妊婦と歯周病の関係

低体重児を出産した母親と、正常体重児を出産した母親の歯周病の進行度を比べてみると、低体重児を出産した母親のほうが、歯周病が進行していることが多いそうです。最近は、歯周病と低出生体重児や早産との関連が注目されています。

この原因として、歯周病で炎症が起こったときに増える物質が疑われています。この物質は早産ではない出産時にも分泌されます。子宮筋を収縮させて出産しやすくする効果があり、陣痛促進剤の成分としても知られているそうです。

しかし、この物質が歯周病で増えることによって血液中にも多くなり、胎児の成長に影響を及ぼしたり、子宮筋を収縮させて出産の時期を早めたりしてしまうのではないか見られています。

妊娠しているからといって、歯周病の治療ができないことはありません。妊娠中に非外科的な歯周病の治療を受けて早産を引き起こす原因にはならないという調査報告もあるそうです。ただし、治療をするのは安定期に入ってからのほうがよさそうです。

また、喫煙は歯周病に対しても最も大きな危険因子と考えられています。しかも、タバコをすう本数が多ければほど、歯周病にかかりやすい傾向があるらしいのです。タバコにはニコチンなどの有害物質が含まれており、この有害物質が血管を収縮させて血流が悪くなってしまいます。血流が悪くなると、歯肉や歯に行き渡る栄養が不足していき、細菌に対する抵抗力が低下するおそれがあります。したがって歯周病の最大の原因と考えられているのです。

歯周病菌と生活習慣病

歯周病菌は口の中だけでなく、血液中に入り込んだり、のどから飲み込まれたりすることもあるため、全身の病気と関連がありのではないかと考えられていました。近年、歯周病が肥満や糖尿病、動脈硬化などのメタボリックシンドロームに関係する生活習慣病のリスクを高めることがわかってきたそうです。

メタボリックシンドローム原因とされているのが、おなかの中につく内臓脂肪です。歯周病で強い炎症になっている歯周組織に存在する物質は、内臓脂肪からも分泌されるといいます。つまり、歯周組織にあるその物質が血液中に入ると、内臓脂肪から分泌されるものに加わってメタボリックシンドロームの悪化につながると考えられているということです。

また、この物質は血糖を処理するインスリンの働きを悪くするというものでもあるようです。したがって、歯周病の人は糖尿病が悪化しやすいことが考えられます。

糖尿病の人は歯周病になりやすく、重症化しやすいことが注目されています。糖尿病は合併症が多い病気としても知られ、歯周病も糖尿病の合併症の一つと考えている歯科医もいるそうです。糖尿病の場合、身体の抵抗力が低下しやすくなり、口の中も同様に抵抗力が下がります。そのため、歯周病菌に感染しやすく、血管ももろくなっているので、歯ぐきの炎症につながりやすいといえます。

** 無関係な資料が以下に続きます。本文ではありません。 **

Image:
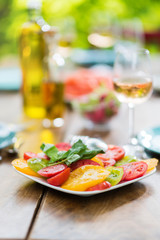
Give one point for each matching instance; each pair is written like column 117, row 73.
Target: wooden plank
column 131, row 212
column 18, row 201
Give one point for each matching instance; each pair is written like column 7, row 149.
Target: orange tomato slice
column 84, row 177
column 22, row 166
column 151, row 162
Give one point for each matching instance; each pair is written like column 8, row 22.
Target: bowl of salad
column 97, row 108
column 90, row 91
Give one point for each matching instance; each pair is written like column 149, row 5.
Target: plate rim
column 140, row 139
column 84, row 193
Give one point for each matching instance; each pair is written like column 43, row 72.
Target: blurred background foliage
column 81, row 16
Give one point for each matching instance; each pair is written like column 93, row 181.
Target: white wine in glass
column 133, row 85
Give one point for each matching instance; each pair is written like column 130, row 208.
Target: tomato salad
column 78, row 168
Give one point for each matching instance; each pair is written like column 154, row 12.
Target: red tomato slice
column 134, row 170
column 108, row 162
column 52, row 170
column 60, row 178
column 114, row 152
column 28, row 155
column 42, row 155
column 63, row 146
column 82, row 162
column 100, row 186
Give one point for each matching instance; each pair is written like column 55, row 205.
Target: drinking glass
column 133, row 85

また、歯周病菌は血管内に入ると、動脈硬化が始まるともいわれています。実際、動脈硬化のある冠動脈から歯周病の細菌が見つかったというレポートもあるそうです。

塩入り歯みがき

高齢者の中には、歯みがき粉がなかった時代は塩でみがいていたと話す人がいます。もともと、塩で歯を磨くのは中国の風習であったといわれていますが、日本にも仏教の伝来とともにこの風習が伝わったのではないかと考えられています。そう考えると、塩は長い間、歯みがき剤としても身近な存在だったといえます。

細菌、塩入りの歯みがき剤が人気を博しているようです。インターネットの口コミなどでも、歯周病予防として塩入り歯みがき剤を使っている人の体験談などが多く見られるようになってきました。

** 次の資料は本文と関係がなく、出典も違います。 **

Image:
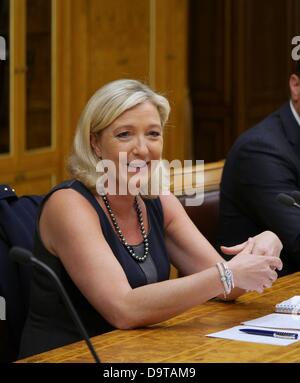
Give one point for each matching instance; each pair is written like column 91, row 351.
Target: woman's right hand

実際、塩には若干の殺菌効果や唾液分泌効果があると考えられています。水分も吸収するので、歯肉が引き締まったように感じられるのかもしれません。しかし、塩自体には、血液の循環をよくする効能や、歯周病を改善する作用はないといわれます。塩入り歯みがき剤をあまり過信しすぎるのもよくないと思います。

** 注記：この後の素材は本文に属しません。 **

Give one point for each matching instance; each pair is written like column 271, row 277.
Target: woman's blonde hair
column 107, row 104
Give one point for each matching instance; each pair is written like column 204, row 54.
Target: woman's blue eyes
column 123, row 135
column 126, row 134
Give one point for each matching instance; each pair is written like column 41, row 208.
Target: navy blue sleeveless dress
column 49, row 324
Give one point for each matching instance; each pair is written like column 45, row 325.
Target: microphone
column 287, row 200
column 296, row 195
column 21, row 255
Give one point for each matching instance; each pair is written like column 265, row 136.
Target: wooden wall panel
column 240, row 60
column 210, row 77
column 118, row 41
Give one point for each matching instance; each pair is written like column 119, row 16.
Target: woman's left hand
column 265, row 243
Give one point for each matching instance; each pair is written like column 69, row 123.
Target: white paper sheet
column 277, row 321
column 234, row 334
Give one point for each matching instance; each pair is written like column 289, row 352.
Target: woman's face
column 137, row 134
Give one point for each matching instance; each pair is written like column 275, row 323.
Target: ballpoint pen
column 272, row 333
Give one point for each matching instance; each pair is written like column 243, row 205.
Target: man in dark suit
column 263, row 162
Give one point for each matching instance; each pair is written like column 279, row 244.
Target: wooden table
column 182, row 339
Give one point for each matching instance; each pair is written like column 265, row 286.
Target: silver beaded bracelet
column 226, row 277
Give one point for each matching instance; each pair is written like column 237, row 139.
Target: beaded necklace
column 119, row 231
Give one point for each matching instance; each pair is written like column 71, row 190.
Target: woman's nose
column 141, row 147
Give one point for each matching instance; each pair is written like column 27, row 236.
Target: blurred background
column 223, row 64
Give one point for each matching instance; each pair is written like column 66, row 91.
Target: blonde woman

また、粗塩などでみがくと、歯周病の予防どころか歯ぐきを傷つけるおそれもあります。歯周病予防を宣伝している歯みがき剤には、歯垢(プラーク)を分解する酵素などが含まれる物が主流のようです。しかし、一般的な歯みがき剤は効果が穏やかな医薬部外品なので、薬としての効果はそこまで期待できないでしょう。

一方、洗口剤(デンタルリンス)は殺菌や口臭予防の効果が期待できますが、使いすぎには注意。口の中が乾燥して、口臭がひどくなることもあります。

歯みがき剤や洗口剤はあくまで補助的なものだと考えましょう。